51 Crown Street, Ipswich, Suffolk, IP1 3JA
This pub was purpose built in the 1930s as The Cricketers. From the 1930s, thirsty workers could drop in here. Originally a Tollemache pub, the style is copied from Helmingham Hall, the home of the Tollemaches since 1510. In 1957, Tollemache merged with another local brewery to form the company now known as Tolly Cobbold.
Prints and text about The Cricketers.
The text reads: For centuries, brewing has played a key role in Ipswich’s history. Two prominent families – the Cobbolds and the Tollemaches – dominated the industry. Their names live on in the Tolly Cobbold Brewery on Cliff Road, one of the finest Victorian examples of its kind in the country.
From the 1930s, local workers could slake their thirst at a well-known hostelry, The Cricketers, on Crown Street, now the site of this pub.
Purpose built, the Tollemache owned pub was based on the style of Helmingham Hall, the family home for some 500 years. Queen Elizabeth I reputedly stayed there twice – first on 1561, then 20 years later, when she left her lute behind.
Harwich brewer Thomas Cobbold moved to Ipswich in 1746 and built new premises at a spot known locally as The Cliff, near the town quays. The rival Tollemache Brewery in Upper Brook Street once boasted the very last in brewing technology.
The two businesses merged in 1957 and traded until 1989. A management buy-out brought brewing back to The Cliff a year later. Visitors to the Tolly Cobbold Brewery can see the oldest working brewing vessel in the country (dating from 1723) on a guided tour of the premises.
Illustrations and text about Margaret Catchpole.
The text reads: Margaret Catchpole’s baptism is recorded in the register of Hoo, near Framlingham. Her early life was spent on farms where her father worked and she became a skilled horsewoman. She was employed by Mrs John Cobbold, wife of Ipswich brewer, where she learnt to read and write.
She stole John Cobbold’s coach gelding in 1797, and rode it to London. She was caught and sentenced to death. The sentence was commuted to transportation for seven years, built in 1800 Margaret escaped from Ipswich Gaol using a clothesline to scale the 22-foot wall. On her capture she received another death sentence, commuted this time to transportation for life.
She reached Sydney in 1801, where she worked for various well known families. She acted heroically in the 1806 and 1809 Hawkesbury River floods and in 1814 she was pardoned. However, she stayed in Australia for the rest of her life, keeping a small store at Richmond, and acting as a midwife and nurse. She caught influenza from a patient and died on 13 May 1819. Richard Cobbold, the son of her former employers, write The History of Margaret Catchpole in 1845.
An illustration and text about Christchurch Mansion and Mark.
The text reads: Now a museum and oasis of green in the centre of Ipswich, Christchurch Mansion and Park was once the site of a 12 century priory. The Augustine Priory of the Holy Trinity survived until 1536, when its estates were seized by King Henry VIII.
Successful London merchant Paul Withypoll bought the site in 1545, and three years later his son Edmund built a house among the ruins of the priory.
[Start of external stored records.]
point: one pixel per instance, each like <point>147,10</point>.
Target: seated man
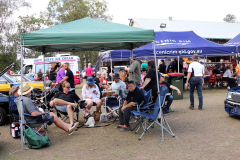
<point>117,85</point>
<point>30,108</point>
<point>169,98</point>
<point>134,96</point>
<point>64,101</point>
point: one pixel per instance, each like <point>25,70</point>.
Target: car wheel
<point>3,116</point>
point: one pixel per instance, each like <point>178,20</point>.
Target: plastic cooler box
<point>176,79</point>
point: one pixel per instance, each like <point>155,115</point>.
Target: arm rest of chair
<point>29,115</point>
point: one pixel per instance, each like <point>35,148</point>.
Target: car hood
<point>6,69</point>
<point>235,89</point>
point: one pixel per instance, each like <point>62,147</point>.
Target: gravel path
<point>207,134</point>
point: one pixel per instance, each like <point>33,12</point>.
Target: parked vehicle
<point>9,81</point>
<point>4,108</point>
<point>232,102</point>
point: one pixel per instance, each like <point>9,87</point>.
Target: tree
<point>9,39</point>
<point>230,18</point>
<point>63,11</point>
<point>29,24</point>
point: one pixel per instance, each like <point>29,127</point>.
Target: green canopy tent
<point>87,34</point>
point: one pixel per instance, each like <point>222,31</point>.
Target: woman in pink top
<point>89,70</point>
<point>61,73</point>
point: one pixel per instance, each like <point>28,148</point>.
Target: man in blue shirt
<point>30,74</point>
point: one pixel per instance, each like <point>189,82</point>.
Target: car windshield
<point>9,78</point>
<point>18,78</point>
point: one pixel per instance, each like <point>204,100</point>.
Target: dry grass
<point>207,134</point>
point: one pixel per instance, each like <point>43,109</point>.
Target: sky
<point>122,10</point>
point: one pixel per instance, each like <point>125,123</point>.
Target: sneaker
<point>73,128</point>
<point>190,107</point>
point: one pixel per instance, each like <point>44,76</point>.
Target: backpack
<point>35,141</point>
<point>15,130</point>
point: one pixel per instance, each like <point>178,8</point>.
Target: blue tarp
<point>234,42</point>
<point>173,44</point>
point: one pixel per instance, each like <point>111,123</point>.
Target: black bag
<point>15,130</point>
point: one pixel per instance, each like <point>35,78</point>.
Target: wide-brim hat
<point>116,75</point>
<point>195,57</point>
<point>162,75</point>
<point>90,80</point>
<point>26,89</point>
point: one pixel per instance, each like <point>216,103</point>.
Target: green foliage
<point>63,11</point>
<point>230,18</point>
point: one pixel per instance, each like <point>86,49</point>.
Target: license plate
<point>237,110</point>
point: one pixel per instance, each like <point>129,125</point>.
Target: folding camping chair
<point>152,117</point>
<point>112,104</point>
<point>32,121</point>
<point>13,112</point>
<point>212,80</point>
<point>145,106</point>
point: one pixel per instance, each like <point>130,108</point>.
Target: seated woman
<point>90,93</point>
<point>227,76</point>
<point>13,106</point>
<point>103,80</point>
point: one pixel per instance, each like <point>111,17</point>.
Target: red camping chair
<point>222,82</point>
<point>212,80</point>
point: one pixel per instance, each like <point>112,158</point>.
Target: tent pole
<point>111,69</point>
<point>45,74</point>
<point>22,115</point>
<point>133,68</point>
<point>161,113</point>
<point>178,64</point>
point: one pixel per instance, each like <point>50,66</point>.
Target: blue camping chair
<point>32,121</point>
<point>13,111</point>
<point>112,104</point>
<point>146,106</point>
<point>153,116</point>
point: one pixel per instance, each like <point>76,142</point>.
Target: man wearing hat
<point>117,85</point>
<point>30,108</point>
<point>91,93</point>
<point>169,98</point>
<point>196,78</point>
<point>64,101</point>
<point>97,81</point>
<point>134,71</point>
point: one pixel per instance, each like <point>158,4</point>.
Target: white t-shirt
<point>197,67</point>
<point>90,93</point>
<point>117,86</point>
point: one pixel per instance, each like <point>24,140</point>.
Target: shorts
<point>238,79</point>
<point>63,108</point>
<point>49,118</point>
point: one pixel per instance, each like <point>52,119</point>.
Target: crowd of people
<point>139,76</point>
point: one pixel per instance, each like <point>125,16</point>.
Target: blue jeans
<point>196,82</point>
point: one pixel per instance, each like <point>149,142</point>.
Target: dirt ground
<point>207,134</point>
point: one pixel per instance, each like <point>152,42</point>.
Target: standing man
<point>134,71</point>
<point>69,76</point>
<point>97,82</point>
<point>144,65</point>
<point>134,96</point>
<point>30,74</point>
<point>173,66</point>
<point>196,78</point>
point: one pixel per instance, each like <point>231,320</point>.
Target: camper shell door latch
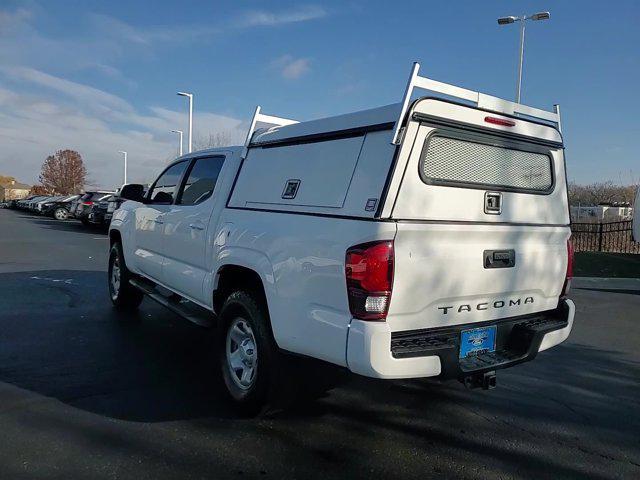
<point>493,203</point>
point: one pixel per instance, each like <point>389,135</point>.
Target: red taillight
<point>369,272</point>
<point>500,121</point>
<point>569,275</point>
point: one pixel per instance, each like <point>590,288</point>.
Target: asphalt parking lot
<point>87,393</point>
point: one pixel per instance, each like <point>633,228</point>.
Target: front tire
<point>248,355</point>
<point>124,296</point>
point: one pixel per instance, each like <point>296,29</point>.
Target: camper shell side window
<point>457,158</point>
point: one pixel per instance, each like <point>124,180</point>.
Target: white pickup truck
<point>428,238</point>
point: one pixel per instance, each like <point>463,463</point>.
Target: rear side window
<point>201,181</point>
<point>165,188</point>
<point>476,163</point>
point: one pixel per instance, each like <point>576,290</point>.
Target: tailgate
<point>482,218</point>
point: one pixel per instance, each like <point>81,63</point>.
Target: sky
<point>99,77</point>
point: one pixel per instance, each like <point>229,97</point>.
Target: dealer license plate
<point>477,341</point>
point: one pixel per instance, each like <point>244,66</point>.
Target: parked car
<point>102,211</point>
<point>22,203</point>
<point>114,203</point>
<point>82,207</point>
<point>33,203</point>
<point>428,238</point>
<point>39,205</point>
<point>59,208</point>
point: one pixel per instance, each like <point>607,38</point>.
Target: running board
<point>177,304</point>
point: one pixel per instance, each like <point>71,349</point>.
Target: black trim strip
<point>313,214</point>
<point>395,220</point>
<point>324,136</point>
<point>421,117</point>
<point>466,222</point>
<point>535,120</point>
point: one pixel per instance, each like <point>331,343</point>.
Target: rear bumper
<point>374,351</point>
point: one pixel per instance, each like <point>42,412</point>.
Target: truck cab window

Throughout its long history, the mansion changed ownership just three times. In 1735, the Withypolls sold it to Claude Fonnereau, another London merchant of Hugenot descent.
In the early 18th century a new wing was built at the northern eastern corner, with a drawing room on the ground floor and a magnificent state bedroom above. The bedroom still features outstanding rococo plasterwork incorporating the Fonnereau coat of arms.
Towards the end of the 19th century, Christchurch Mansion was bought by local benefactor and MP Felix Thornley Cobbold. He then donated it to the people of Ipswich, and it has since become a popular tourist attraction.
Above: Christchurch Mansion in 1674.
Prints and text about the Saxon settlement.
The text reads: One of Britain’s richest ever archaeological finds was made in 1939 at Sutton Hoo in south east Suffolk. An Anglo-Saxon ship containing the treasure of one of the earliest English kings – Redwald, King of East Anglia – was discovered among the group of low, grassy burial mounds.
Redwald was the grandson of Swedish invader Wuffa, who landed around 550AD. Within two generations, his family was the most powerful in southern England and was one of the richest in Europe. Redwald’s palace was at Rendlesham, while 12 miles south west was the wick, or town, that served it.
The town that served Redwald’s palace grew to become what we now know as Ipswich.
It takes its name from its founder Gippa or Gipe, pronounced Yippa or Yipe. The usual explanation is that Gipa refers to an opening, such as an estuary in a river.
A more amusing suggestion is that names in those days often derived from a man’s most obvious characteristics. In old English, gipian means to yawn – though Yawnsville would be a rather unkind name for Suffolk’s country town!
A photograph of the docks, Ipswich, 1930.
External photograph of the building – main entrance.